残念ながら、DNA配列がまだ十分に知られていない病原菌は多いので、全ての感染症の診断に応用することは難しいのですが、病原菌のゲノミック研究の発展及びPCR法などの技術的な問題が解決されるに伴って、広く応用できるようになったら、より多くの患者が早く病気の苦痛から脱出できることでしょう。

動物細胞遺伝子の機能解析の一助として

東京大学医学部 第一生化学教室を訪ねました

東京大学医学部第一生化学教室では動物細胞遺伝子の機能を研究テーマの一つとしています。

動物細胞に代わる宿主として分裂酵母の変異株を用いて動物細胞遺伝子のスクリーニングを行っています。
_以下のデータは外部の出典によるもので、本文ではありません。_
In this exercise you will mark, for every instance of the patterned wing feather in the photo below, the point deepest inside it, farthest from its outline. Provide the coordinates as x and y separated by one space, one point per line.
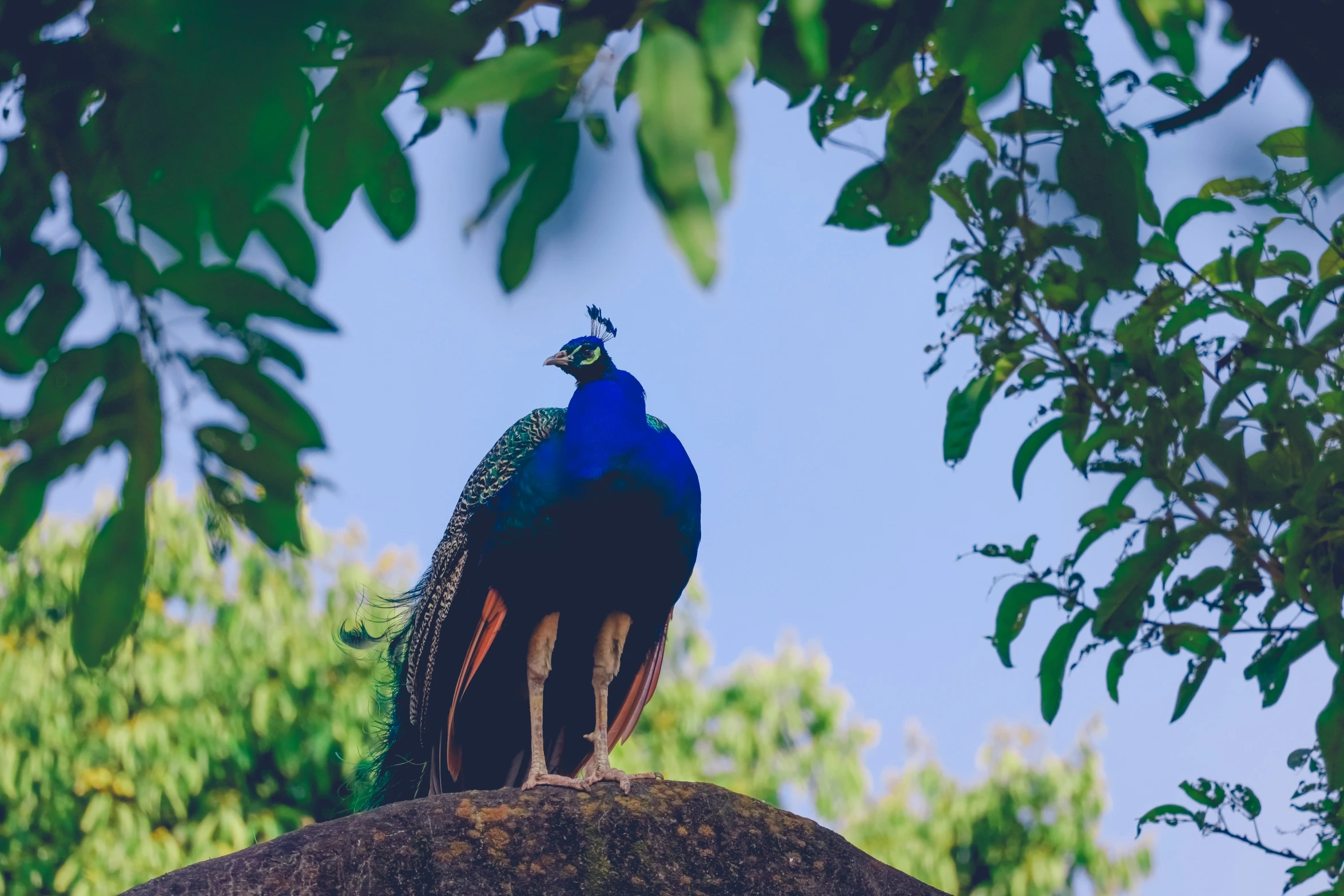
451 556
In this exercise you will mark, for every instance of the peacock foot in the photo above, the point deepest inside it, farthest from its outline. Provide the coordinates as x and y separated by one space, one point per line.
625 778
554 781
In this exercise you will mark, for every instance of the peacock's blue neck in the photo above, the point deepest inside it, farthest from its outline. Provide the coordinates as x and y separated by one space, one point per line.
605 421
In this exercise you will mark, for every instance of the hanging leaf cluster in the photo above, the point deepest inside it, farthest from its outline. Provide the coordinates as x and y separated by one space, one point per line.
166 137
1208 391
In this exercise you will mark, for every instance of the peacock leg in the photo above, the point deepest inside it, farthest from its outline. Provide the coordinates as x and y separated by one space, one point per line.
607 663
538 668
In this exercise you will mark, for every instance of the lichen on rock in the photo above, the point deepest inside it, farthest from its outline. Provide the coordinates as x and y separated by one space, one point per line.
666 837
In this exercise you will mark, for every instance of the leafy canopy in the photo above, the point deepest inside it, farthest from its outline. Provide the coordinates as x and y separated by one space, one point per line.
170 135
1207 391
234 716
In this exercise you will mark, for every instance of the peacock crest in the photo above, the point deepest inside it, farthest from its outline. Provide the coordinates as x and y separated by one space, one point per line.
602 327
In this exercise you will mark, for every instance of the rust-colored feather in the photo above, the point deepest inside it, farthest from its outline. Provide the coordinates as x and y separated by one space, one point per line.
640 694
492 617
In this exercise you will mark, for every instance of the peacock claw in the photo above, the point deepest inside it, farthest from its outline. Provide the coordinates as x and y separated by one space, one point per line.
555 781
625 778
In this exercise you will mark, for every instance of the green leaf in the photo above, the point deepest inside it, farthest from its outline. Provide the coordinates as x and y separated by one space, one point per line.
518 73
1184 316
1246 802
1012 614
1055 662
1239 187
389 185
1289 143
1122 602
1206 793
1188 207
1160 250
1195 672
896 191
1330 264
730 34
267 405
289 240
1324 151
1330 732
1100 167
1115 670
546 187
332 162
1287 262
1194 639
1187 591
110 589
1030 448
1030 120
127 412
1163 29
108 601
230 296
964 410
41 331
261 457
1178 87
683 114
1171 814
781 61
988 41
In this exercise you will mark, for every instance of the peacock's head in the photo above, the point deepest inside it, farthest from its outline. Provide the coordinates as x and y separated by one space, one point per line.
586 358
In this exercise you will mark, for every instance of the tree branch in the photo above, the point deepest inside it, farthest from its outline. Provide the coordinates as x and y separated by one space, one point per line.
1242 75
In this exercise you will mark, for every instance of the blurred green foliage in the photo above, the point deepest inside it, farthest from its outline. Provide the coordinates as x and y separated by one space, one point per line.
234 716
160 139
1028 829
1208 393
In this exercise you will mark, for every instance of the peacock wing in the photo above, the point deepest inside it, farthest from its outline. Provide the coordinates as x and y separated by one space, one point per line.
496 469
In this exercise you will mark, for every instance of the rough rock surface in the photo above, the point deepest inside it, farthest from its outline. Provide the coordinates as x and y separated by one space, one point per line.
666 837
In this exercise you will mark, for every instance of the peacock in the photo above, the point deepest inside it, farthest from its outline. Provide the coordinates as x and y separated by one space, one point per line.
534 640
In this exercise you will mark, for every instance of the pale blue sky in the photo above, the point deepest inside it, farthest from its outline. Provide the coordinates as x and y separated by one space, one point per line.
795 383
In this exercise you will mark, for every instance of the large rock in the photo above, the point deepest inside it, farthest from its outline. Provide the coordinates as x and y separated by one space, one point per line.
666 837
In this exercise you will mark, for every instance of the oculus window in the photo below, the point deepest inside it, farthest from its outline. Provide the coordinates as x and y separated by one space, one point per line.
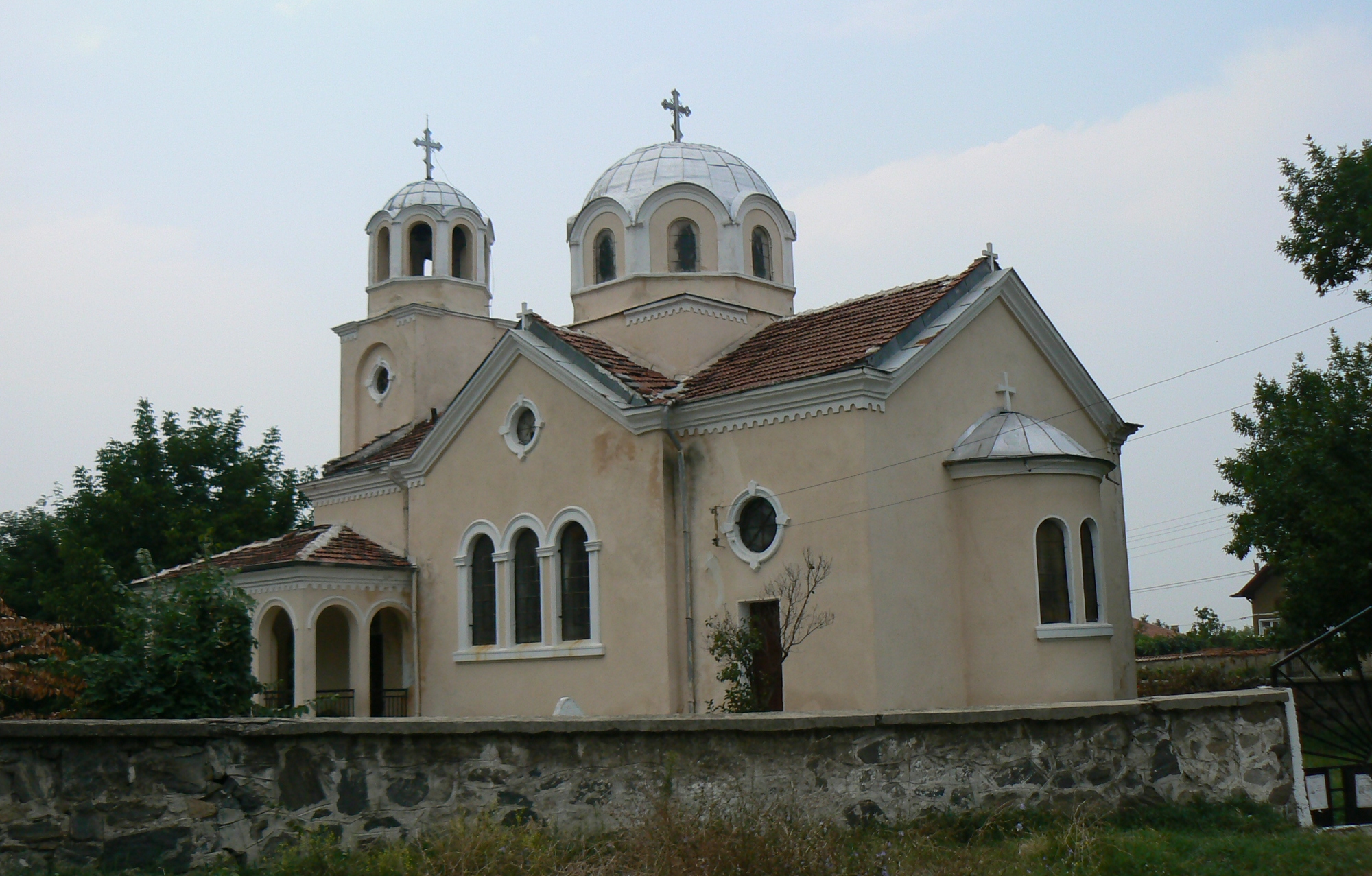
684 248
484 591
606 268
1054 589
755 525
529 624
523 427
576 580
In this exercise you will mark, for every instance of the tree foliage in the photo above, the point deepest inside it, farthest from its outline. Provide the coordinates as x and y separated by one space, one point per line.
1303 488
1332 216
34 680
169 489
185 651
737 646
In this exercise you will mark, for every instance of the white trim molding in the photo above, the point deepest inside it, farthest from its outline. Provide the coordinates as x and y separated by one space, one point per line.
687 304
1074 630
736 543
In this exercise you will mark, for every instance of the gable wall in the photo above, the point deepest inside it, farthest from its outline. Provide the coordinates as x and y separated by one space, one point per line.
582 459
989 585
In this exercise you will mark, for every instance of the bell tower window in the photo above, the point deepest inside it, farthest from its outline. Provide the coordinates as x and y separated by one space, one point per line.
383 256
762 253
422 250
462 264
606 270
684 248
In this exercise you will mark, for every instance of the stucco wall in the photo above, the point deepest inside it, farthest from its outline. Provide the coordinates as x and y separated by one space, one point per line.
172 794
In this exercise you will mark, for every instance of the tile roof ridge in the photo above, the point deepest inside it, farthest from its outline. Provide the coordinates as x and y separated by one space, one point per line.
319 541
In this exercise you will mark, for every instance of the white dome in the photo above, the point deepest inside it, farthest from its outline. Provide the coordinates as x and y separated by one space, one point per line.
430 193
1006 434
643 172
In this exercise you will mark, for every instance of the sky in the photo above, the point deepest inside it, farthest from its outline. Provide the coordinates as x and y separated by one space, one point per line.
185 190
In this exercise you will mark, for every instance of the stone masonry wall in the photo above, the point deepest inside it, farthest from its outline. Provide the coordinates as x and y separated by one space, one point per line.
175 794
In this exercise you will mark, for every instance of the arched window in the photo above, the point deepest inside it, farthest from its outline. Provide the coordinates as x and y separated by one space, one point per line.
576 584
1090 588
462 267
383 256
484 591
422 250
529 624
1054 593
684 246
762 253
606 256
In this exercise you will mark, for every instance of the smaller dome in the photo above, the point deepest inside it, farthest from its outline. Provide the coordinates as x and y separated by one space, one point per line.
431 193
1008 434
643 172
1009 442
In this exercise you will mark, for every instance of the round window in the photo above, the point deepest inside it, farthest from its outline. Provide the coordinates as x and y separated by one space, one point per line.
525 426
758 525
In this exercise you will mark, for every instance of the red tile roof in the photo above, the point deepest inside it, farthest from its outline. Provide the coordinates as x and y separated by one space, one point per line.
647 382
320 545
820 342
399 444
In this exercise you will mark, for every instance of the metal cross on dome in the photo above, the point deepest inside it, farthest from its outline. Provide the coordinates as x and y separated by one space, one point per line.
430 146
677 109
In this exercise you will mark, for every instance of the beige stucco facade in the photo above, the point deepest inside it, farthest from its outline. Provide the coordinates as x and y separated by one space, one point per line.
515 426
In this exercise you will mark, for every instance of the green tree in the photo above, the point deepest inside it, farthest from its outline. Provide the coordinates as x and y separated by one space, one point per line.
1303 486
185 651
1332 216
169 489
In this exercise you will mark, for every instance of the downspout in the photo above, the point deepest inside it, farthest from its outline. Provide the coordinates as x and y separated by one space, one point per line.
691 593
415 582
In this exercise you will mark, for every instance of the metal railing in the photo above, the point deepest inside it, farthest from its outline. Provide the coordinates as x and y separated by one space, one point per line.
334 703
279 695
1334 709
397 702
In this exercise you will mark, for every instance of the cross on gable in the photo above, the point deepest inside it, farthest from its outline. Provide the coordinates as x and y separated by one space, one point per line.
430 146
1005 381
677 109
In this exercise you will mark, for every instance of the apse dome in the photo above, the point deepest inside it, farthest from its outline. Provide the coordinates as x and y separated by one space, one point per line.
430 193
643 172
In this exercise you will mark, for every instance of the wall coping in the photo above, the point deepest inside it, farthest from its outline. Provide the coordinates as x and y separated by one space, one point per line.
220 728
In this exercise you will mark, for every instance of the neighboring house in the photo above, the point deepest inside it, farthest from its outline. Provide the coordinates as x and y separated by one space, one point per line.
574 503
1264 592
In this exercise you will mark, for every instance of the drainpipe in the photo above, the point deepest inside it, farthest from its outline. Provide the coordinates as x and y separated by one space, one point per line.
415 582
691 595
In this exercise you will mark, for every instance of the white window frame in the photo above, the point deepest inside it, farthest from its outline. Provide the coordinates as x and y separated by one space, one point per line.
510 433
736 543
506 648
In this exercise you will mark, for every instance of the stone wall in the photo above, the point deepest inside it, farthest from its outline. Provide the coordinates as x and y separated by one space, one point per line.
174 794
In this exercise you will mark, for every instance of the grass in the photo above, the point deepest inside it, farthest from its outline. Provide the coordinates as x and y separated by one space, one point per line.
1193 840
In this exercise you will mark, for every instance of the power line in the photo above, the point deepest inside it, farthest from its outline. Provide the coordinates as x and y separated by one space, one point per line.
1138 389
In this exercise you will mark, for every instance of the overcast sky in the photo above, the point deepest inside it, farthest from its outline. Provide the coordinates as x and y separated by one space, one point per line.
183 191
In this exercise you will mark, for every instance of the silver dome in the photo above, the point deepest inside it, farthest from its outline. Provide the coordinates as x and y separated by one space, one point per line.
433 193
643 172
1006 434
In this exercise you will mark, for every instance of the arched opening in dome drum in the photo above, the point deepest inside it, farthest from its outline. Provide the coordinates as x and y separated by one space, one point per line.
383 256
606 268
762 253
685 249
422 250
462 263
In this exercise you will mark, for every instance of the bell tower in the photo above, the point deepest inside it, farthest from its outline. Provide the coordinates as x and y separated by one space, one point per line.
429 308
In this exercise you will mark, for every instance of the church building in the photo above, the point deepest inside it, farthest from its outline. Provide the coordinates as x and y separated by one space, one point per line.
523 512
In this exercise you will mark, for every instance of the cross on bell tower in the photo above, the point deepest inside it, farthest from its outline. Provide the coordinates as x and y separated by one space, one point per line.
430 146
677 109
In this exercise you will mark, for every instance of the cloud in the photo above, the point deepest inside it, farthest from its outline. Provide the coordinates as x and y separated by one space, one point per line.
1150 242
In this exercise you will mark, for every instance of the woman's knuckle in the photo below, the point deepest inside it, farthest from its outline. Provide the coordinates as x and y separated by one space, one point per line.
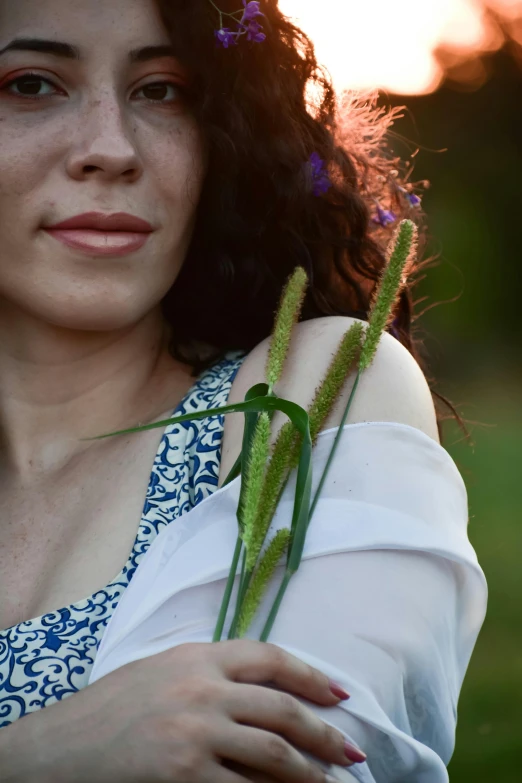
278 657
188 762
277 750
289 707
193 728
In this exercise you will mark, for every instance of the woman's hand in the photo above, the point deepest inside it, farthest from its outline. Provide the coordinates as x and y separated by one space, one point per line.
182 716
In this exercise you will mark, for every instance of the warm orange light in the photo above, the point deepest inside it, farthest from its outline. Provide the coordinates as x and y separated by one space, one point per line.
391 44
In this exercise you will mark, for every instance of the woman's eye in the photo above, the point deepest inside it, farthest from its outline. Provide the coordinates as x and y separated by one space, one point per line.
29 86
162 92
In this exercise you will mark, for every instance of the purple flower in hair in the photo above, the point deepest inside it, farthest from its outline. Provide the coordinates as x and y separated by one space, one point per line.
248 24
252 28
254 32
226 37
384 216
251 10
320 178
413 199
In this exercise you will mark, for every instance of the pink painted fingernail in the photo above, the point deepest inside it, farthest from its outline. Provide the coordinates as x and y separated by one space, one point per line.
338 690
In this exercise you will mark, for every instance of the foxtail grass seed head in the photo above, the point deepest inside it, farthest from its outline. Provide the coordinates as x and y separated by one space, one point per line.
257 588
400 260
256 470
287 315
331 386
287 444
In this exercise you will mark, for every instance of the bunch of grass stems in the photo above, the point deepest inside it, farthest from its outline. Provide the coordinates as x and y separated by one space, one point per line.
264 477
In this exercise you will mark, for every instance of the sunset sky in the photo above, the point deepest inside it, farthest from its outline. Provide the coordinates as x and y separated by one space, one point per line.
391 45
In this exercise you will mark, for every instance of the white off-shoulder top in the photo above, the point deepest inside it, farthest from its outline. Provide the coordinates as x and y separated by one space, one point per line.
389 598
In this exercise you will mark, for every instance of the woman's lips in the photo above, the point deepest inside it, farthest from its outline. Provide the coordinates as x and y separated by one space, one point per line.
107 243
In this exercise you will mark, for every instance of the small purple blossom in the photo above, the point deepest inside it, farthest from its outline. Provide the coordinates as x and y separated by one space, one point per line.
226 37
251 10
412 197
384 216
248 25
254 32
320 178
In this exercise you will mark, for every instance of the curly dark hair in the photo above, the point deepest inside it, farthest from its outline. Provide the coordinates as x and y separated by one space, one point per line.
264 108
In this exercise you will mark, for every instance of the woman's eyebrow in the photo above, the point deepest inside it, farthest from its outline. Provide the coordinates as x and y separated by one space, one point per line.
71 52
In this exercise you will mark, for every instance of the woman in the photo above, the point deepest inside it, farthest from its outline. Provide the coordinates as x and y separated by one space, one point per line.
160 179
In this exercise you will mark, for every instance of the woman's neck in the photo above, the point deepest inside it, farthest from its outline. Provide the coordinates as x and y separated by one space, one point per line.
58 386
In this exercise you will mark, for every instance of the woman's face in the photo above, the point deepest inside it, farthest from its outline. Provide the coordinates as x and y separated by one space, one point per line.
96 125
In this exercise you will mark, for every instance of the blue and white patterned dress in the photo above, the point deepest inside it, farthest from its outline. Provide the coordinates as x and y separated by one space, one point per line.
47 658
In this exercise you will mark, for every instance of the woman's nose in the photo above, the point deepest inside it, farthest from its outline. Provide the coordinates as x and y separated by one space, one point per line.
103 145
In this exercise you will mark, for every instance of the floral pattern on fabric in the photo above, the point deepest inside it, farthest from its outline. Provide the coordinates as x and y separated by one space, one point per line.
47 658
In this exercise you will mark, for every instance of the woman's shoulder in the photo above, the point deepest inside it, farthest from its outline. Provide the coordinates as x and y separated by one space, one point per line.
393 388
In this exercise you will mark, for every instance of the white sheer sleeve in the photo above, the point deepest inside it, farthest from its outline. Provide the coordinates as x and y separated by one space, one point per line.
389 598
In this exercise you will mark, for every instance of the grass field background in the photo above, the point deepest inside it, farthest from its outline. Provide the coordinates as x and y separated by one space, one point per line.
489 730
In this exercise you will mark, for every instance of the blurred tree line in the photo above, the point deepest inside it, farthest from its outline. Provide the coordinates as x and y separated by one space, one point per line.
473 215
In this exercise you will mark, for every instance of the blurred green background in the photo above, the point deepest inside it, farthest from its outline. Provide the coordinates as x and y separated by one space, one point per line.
473 338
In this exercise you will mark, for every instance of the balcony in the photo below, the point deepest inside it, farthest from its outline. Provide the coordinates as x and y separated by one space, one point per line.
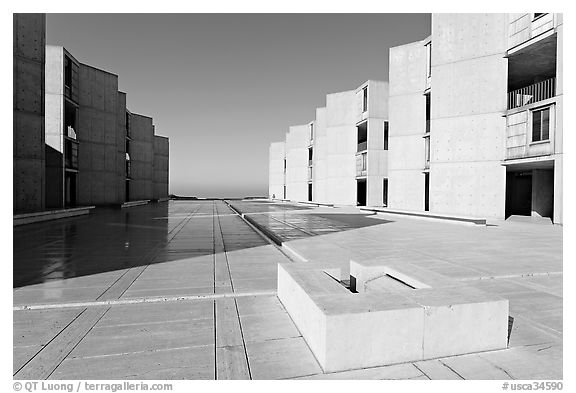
531 94
70 153
361 164
527 136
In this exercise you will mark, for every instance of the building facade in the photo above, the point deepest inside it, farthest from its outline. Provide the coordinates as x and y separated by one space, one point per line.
75 143
98 152
341 156
476 117
470 124
29 56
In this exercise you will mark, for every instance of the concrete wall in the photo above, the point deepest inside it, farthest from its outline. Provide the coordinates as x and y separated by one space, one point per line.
297 142
161 164
54 126
98 166
142 157
341 143
407 127
276 179
469 85
121 146
377 165
29 31
558 142
320 158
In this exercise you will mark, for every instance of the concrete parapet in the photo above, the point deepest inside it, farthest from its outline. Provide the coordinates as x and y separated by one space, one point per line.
421 214
29 218
400 313
134 203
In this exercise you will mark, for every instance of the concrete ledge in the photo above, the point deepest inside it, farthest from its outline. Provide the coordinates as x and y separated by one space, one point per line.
134 203
29 218
436 216
271 235
402 313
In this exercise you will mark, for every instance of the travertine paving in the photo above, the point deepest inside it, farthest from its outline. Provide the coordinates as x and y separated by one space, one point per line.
186 290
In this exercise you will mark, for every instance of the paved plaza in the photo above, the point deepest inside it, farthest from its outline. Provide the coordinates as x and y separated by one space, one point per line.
187 290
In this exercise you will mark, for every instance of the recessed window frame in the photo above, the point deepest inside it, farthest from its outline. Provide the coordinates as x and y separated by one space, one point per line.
541 137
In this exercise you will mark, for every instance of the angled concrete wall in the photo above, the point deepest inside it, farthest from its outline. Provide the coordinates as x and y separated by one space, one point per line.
276 176
407 127
161 164
469 86
377 157
121 146
341 145
54 126
98 156
29 31
142 157
297 142
320 158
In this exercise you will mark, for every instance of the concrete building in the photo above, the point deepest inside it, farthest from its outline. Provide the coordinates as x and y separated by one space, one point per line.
277 170
94 151
340 157
476 117
161 166
29 31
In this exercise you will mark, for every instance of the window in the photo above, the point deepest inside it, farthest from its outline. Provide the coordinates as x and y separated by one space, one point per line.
385 135
385 192
428 103
427 151
67 71
429 59
362 136
541 125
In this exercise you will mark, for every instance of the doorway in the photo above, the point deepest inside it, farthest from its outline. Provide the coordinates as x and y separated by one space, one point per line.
361 192
519 193
70 189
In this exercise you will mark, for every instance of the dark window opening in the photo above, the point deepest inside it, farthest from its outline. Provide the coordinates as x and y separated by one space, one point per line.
426 192
70 120
385 192
362 136
429 59
71 154
361 192
127 124
385 135
428 113
67 72
541 125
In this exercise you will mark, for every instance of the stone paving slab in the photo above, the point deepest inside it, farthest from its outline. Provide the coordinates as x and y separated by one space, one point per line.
181 363
162 247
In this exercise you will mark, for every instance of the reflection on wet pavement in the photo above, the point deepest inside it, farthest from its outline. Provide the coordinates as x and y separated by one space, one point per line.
291 222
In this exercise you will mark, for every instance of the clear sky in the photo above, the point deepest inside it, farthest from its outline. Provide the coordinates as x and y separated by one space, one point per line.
223 86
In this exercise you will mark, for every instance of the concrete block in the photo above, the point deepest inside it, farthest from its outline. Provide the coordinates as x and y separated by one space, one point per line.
421 315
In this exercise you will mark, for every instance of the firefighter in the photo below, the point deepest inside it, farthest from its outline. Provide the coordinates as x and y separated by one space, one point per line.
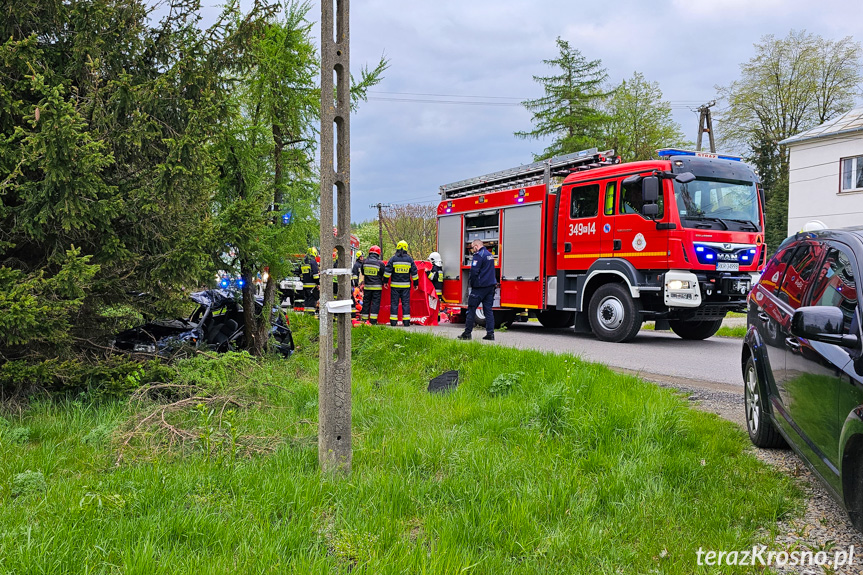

細胞の増殖や分化といった基本的な機能に関わる遺伝子は種を越えて保存されている可能性が高いため、数ある分裂酵母変異株の中でも特に細胞周期の変異株を宿主として、異種間遺伝子相補によって、得られた遺伝子を単離、解析しています。単離された遺伝子解析の一環として、宿主とした分裂酵母の中での発現の変化を追うこともあり、その際の酵母の破砕手段としてクライオプレスを使われているとのことです。

遺伝子産物の中でもプロテアーゼによる分解を受け易いものの場合は、回収時間の短縮と低温保持が重要です。しかし、分裂酵母の細胞壁は特に固く、その破砕には従来のガラスビーズ法では時間が掛かり回収率も良くありません。「様々な方法を検討された結果、液体窒素による凍結状態での粉砕というクライオプレスの特徴が非常に有効であるとのこと」と評価を頂きました。